Location: Chesapeake Bay
6,048 posts, read 3,874,457 times
Reputation: 3502
Quote:
Originally Posted by Stymie13 View Post
Being one who spent years fixing issues like that, it will be interesting to see what they find. However, I can flat out, 100% say this: if it were 'system' wide, knowing what I know, it wouldn't be specific to 1 hospital or system or something as small as 25 members. But, how I know that will require pages of technical explanations like provider selection logic, member selection logic, which clearinghouses were utilized, how the provider is contract,how the provider is loaded, what specifically were the services (inpatient, outpatient, IPPS, OPPS, SNF, HH) , how were the EOB/EOR's sent, was the G&A process even followed by the right team (I'm not saying that payors that employ 30,000 people don't have system/process issues... thats what I spent double digit years fixing), etc..., etc...etc...

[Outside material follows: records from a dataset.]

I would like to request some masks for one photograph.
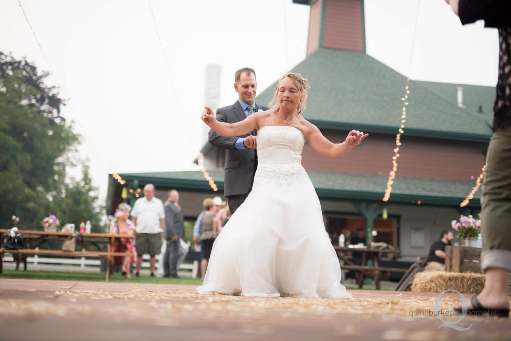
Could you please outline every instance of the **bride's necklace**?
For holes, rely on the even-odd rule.
[[[287,124],[287,122],[288,122],[288,119],[285,119],[284,118],[284,117],[282,116],[282,114],[281,114],[281,117],[282,117],[282,119],[284,120],[284,123],[285,123],[286,124]],[[291,118],[289,118],[288,119],[291,119],[293,117],[292,116]]]

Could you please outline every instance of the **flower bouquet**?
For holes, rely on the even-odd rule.
[[[462,215],[459,221],[452,221],[451,226],[458,231],[456,237],[463,241],[463,246],[476,247],[477,236],[480,233],[480,220],[474,219],[472,215]]]
[[[13,215],[12,216],[13,227],[16,227],[17,226],[18,223],[19,223],[19,217],[16,216],[15,215]]]
[[[42,220],[42,226],[46,232],[56,232],[57,228],[60,225],[60,222],[57,217],[52,214]]]

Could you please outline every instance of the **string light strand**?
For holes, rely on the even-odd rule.
[[[479,176],[477,177],[477,179],[476,180],[476,185],[474,186],[472,188],[472,190],[471,191],[470,193],[465,200],[461,202],[461,203],[459,204],[460,207],[464,207],[467,205],[469,204],[469,202],[470,202],[473,199],[474,199],[474,196],[476,192],[479,189],[479,187],[481,187],[481,181],[482,180],[482,178],[484,177],[484,172],[486,170],[486,163],[484,165],[482,166],[481,168],[481,174]]]
[[[156,23],[156,18],[154,16],[154,12],[153,11],[153,7],[151,4],[151,0],[148,0],[148,3],[149,5],[149,10],[151,11],[151,16],[153,19],[153,23],[154,24],[154,30],[156,31],[156,36],[158,38],[158,42],[159,43],[160,49],[161,51],[161,54],[163,57],[164,62],[165,65],[165,68],[167,71],[167,77],[169,79],[169,82],[170,84],[171,88],[172,90],[172,92],[174,94],[174,98],[176,99],[176,103],[177,105],[178,111],[179,113],[179,116],[181,118],[181,120],[183,126],[184,127],[185,130],[188,133],[188,136],[190,138],[190,141],[193,143],[194,140],[192,137],[192,134],[190,132],[190,129],[188,129],[188,125],[187,124],[186,120],[184,119],[184,117],[183,114],[183,110],[181,106],[181,103],[179,101],[179,96],[177,95],[177,91],[176,90],[176,87],[174,85],[174,81],[172,80],[172,77],[171,76],[171,72],[170,71],[170,67],[169,66],[169,62],[167,58],[167,54],[165,53],[165,48],[164,47],[163,42],[161,40],[161,36],[159,33],[159,30],[158,29],[158,25]],[[199,166],[200,167],[201,172],[202,175],[204,176],[204,179],[207,181],[208,184],[209,184],[210,187],[213,191],[216,192],[218,190],[218,188],[217,187],[216,184],[215,183],[215,181],[213,180],[213,178],[210,175],[210,174],[207,173],[207,169],[206,169],[205,167],[204,166],[204,163],[202,161],[202,155],[199,156],[198,158],[198,163],[199,164]]]
[[[401,98],[403,102],[403,108],[401,109],[401,124],[398,130],[398,134],[396,135],[396,148],[394,149],[394,155],[392,157],[392,170],[388,174],[388,179],[387,181],[387,188],[383,201],[388,201],[392,193],[392,185],[396,179],[396,175],[398,172],[398,159],[399,158],[399,150],[401,145],[401,135],[405,133],[405,123],[406,122],[406,107],[408,105],[408,97],[410,95],[410,75],[411,72],[412,62],[413,60],[413,50],[415,47],[415,36],[417,33],[417,22],[419,21],[419,8],[421,5],[421,0],[417,3],[417,13],[415,14],[415,25],[413,29],[413,36],[412,38],[411,52],[410,55],[410,63],[408,65],[408,77],[406,78],[406,85],[405,86],[405,95]]]
[[[18,0],[18,4],[19,5],[19,7],[21,9],[21,11],[23,12],[23,15],[25,17],[25,20],[27,20],[27,22],[28,23],[29,27],[30,28],[30,30],[32,31],[32,35],[34,36],[34,39],[35,40],[37,45],[39,46],[39,50],[41,50],[41,53],[42,54],[42,56],[44,58],[44,60],[46,61],[46,63],[48,64],[48,68],[50,69],[50,71],[51,72],[52,75],[55,78],[57,81],[57,87],[59,89],[62,94],[64,95],[65,100],[66,100],[66,105],[69,108],[69,112],[71,113],[72,115],[74,116],[76,119],[76,121],[80,127],[80,134],[83,136],[85,140],[87,140],[87,142],[89,145],[92,147],[92,149],[94,149],[95,152],[97,153],[98,155],[100,156],[103,165],[106,171],[110,173],[112,171],[112,167],[110,166],[109,163],[107,161],[107,159],[105,157],[105,155],[101,152],[101,151],[98,148],[96,144],[94,142],[94,140],[90,138],[89,134],[87,133],[87,130],[85,129],[85,126],[82,123],[82,120],[80,119],[80,116],[76,113],[75,110],[72,104],[69,101],[69,96],[67,95],[66,93],[65,90],[62,88],[61,84],[62,82],[60,82],[57,75],[57,74],[54,70],[53,68],[52,67],[52,64],[50,62],[50,59],[48,58],[48,56],[46,55],[46,53],[44,52],[44,49],[42,48],[42,45],[41,44],[41,42],[39,41],[39,39],[37,38],[37,35],[36,34],[35,30],[34,29],[34,27],[32,26],[32,23],[29,19],[28,15],[27,12],[25,11],[25,9],[23,7],[23,5],[21,4],[21,2],[20,0]]]

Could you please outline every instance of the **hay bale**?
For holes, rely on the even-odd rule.
[[[482,290],[484,285],[483,274],[430,271],[415,274],[411,291],[441,293],[448,289],[454,289],[460,293],[477,294]]]

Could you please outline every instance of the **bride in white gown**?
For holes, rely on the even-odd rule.
[[[257,129],[259,165],[252,191],[216,239],[199,294],[246,296],[351,297],[323,222],[319,200],[301,165],[308,141],[316,150],[340,156],[368,134],[353,130],[333,143],[300,115],[308,83],[290,72],[281,79],[272,108],[233,124],[202,120],[220,135]]]

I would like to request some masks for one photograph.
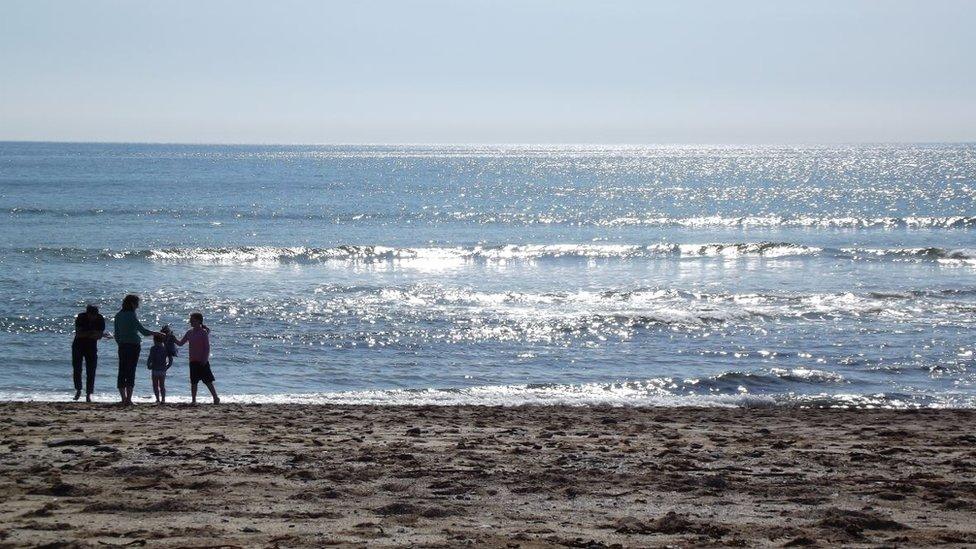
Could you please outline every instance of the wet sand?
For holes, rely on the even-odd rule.
[[[976,544],[976,411],[0,404],[0,545]]]

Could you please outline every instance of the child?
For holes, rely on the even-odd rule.
[[[210,389],[214,404],[220,404],[217,389],[213,386],[213,372],[210,370],[210,328],[204,326],[203,315],[200,313],[190,315],[190,326],[183,339],[176,342],[181,347],[185,343],[190,344],[190,398],[193,404],[197,403],[197,384],[202,381]]]
[[[169,328],[169,324],[163,326],[159,332],[163,334],[163,343],[166,345],[166,369],[168,370],[173,365],[173,357],[179,354],[176,350],[176,336],[173,335],[173,330]]]
[[[153,336],[153,346],[149,349],[149,360],[146,361],[149,369],[152,370],[156,404],[166,404],[166,370],[173,363],[173,359],[166,356],[168,353],[166,346],[163,345],[165,339],[161,333]]]

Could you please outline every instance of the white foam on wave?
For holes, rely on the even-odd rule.
[[[510,244],[501,246],[394,248],[337,246],[332,248],[240,246],[226,248],[165,248],[109,252],[115,259],[144,257],[153,261],[200,263],[266,263],[287,261],[531,261],[538,259],[631,259],[661,256],[784,257],[821,252],[815,246],[781,242],[707,244]]]

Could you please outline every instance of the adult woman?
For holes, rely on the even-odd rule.
[[[119,396],[122,404],[132,404],[136,384],[136,367],[142,351],[142,337],[162,335],[146,329],[136,318],[139,296],[129,294],[122,300],[122,310],[115,313],[115,342],[119,344]]]
[[[95,390],[95,368],[98,366],[98,340],[105,337],[105,317],[98,307],[89,305],[75,318],[75,339],[71,342],[71,365],[74,370],[75,400],[81,398],[81,364],[85,364],[85,400],[91,402]]]

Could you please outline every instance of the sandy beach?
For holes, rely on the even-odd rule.
[[[4,403],[0,544],[963,546],[974,420]]]

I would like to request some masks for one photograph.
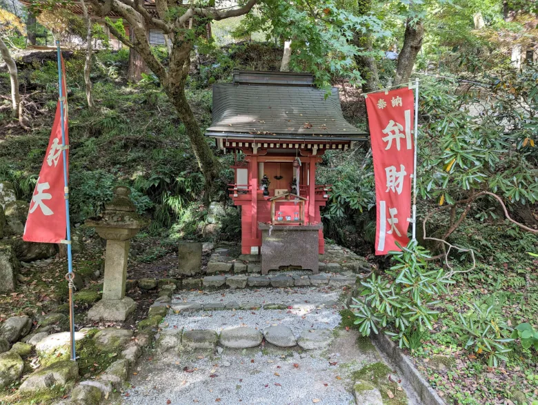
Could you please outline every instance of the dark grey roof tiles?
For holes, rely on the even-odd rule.
[[[308,86],[215,84],[212,123],[206,135],[363,137],[365,132],[344,119],[338,89],[326,95]]]

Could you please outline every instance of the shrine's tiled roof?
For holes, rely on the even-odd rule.
[[[343,118],[338,89],[332,88],[328,97],[303,74],[241,73],[249,75],[241,77],[244,80],[235,75],[236,83],[213,86],[212,122],[207,136],[368,138]]]

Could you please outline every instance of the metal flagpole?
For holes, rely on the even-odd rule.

The article was vague, which is to be expected due to Privacy, but as a person who has worked for multiple payors, some in MN, Big Fork System is not one I'm familiar with. But, most Hospital Systems operate under similarities. Unfortunately articles only cloud the issue vs. provide clarity. For example, if Big Fork had this going to their MAC Contractor (traditional medicare), the denials could still occur. At the end of the year, the MACS run an algorithm called 'settlement' that reruns all claims and balances paid amount vs. rate changes, etc... throughout the year. So, there isn't claim by claim contestation (although, MAC's first pass accuracy on claims is much lower than commercial payors, much of it because claims contestation).
Thats all well and good. I guess.

However, if a person has done the research and decided that the MA plans are best for them, the next step is choosing the proper plan that best fits their needs. And that means skipping United Healthcare and any MA plans that they offer. Without exception.